Like a lot of what Vladimir Putin says about nuclear weapons, his suggestion that Russia was to store its bombs in Belarus may add up to less than it appears.

In February last year, Putin said he was putting Russia’s nuclear arsenal on high alert, but there was no perceptible change in the country’s nuclear posture, or any unusual movements of its weapons.

Putin and the leader of Belarus, Alexander Lukashenko, have been hinting at some kind of nuclear basing arrangement for some time. Over a year ago, Lukashenko staged a referendum to change the constitution to allow for that.

Putin is threatening to take a couple more steps on that road, starting the training of Belarus aircrews in April to pilot aircraft carrying nuclear bombs, and to finish storage facilities for tactical nuclear weapons by 1 July.

Nuclear experts are sceptical of these timelines, saying Russia has been working on a nuclear weapon storage facility in Kaliningrad for at least seven years and it is unclear whether the bombs have arrived there. No satellite imagery has surfaced suggesting something similar is being built in Belarus.

Hans Kristensen, the director of the nuclear information project at the Federation of American Scientists, said he had not seen anything indicating construction of a storage site. “But you can’t rule it out. You can bet a lot of people are combing over the country”

Putin had suggested a nuclear announcement was imminent, saying that Russia would respond to Britain’s decision to supply armour-piercing shells made of depleted uranium to Ukraine. Such shells require special handling and pose an environmental threat, but are by no means nuclear weapons.

Putin chose to focus on a longstanding gripe of Moscow’s about the US nuclear-sharing arrangements with five of its allies: Germany, the Netherlands, Belgium, Italy and Turkey.
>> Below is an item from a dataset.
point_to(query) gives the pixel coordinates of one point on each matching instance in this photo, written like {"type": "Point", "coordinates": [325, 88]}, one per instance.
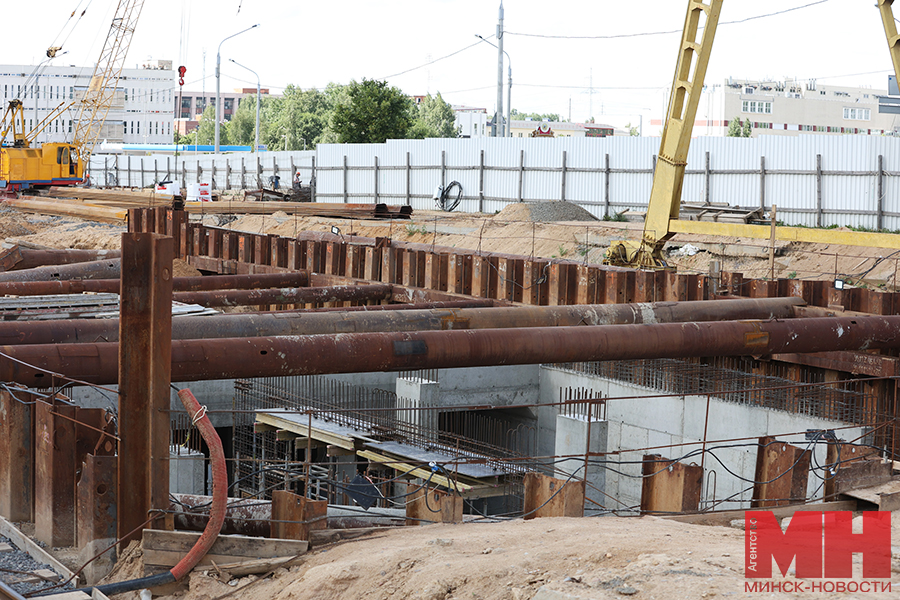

Under that arrangement, the US stores B61 gravity bombs (about 100) in those countries and their aircrews are trained to fly planes carrying them in the event of nuclear war.

Russia argues this is a violation of the 1968 nuclear non-proliferation treaty and, just last week, Putin’s joint statement with Xi Jinping said: “All nuclear-weapon states should refrain from deploying nuclear weapons abroad and withdraw nuclear weapons deployed abroad.”

Putin’s announcement about Belarus suggests he changed his mind about that principle in a matter of days. However, he can expect the global backlash to be muted due to widely shared impatience over many years with the US-Nato sharing arrangements.

But Kristensen argued that Putin had in large part himself to blame for the continued presence of B61s in Europe, through his seizure of Crimea and eastern Ukraine in 2014.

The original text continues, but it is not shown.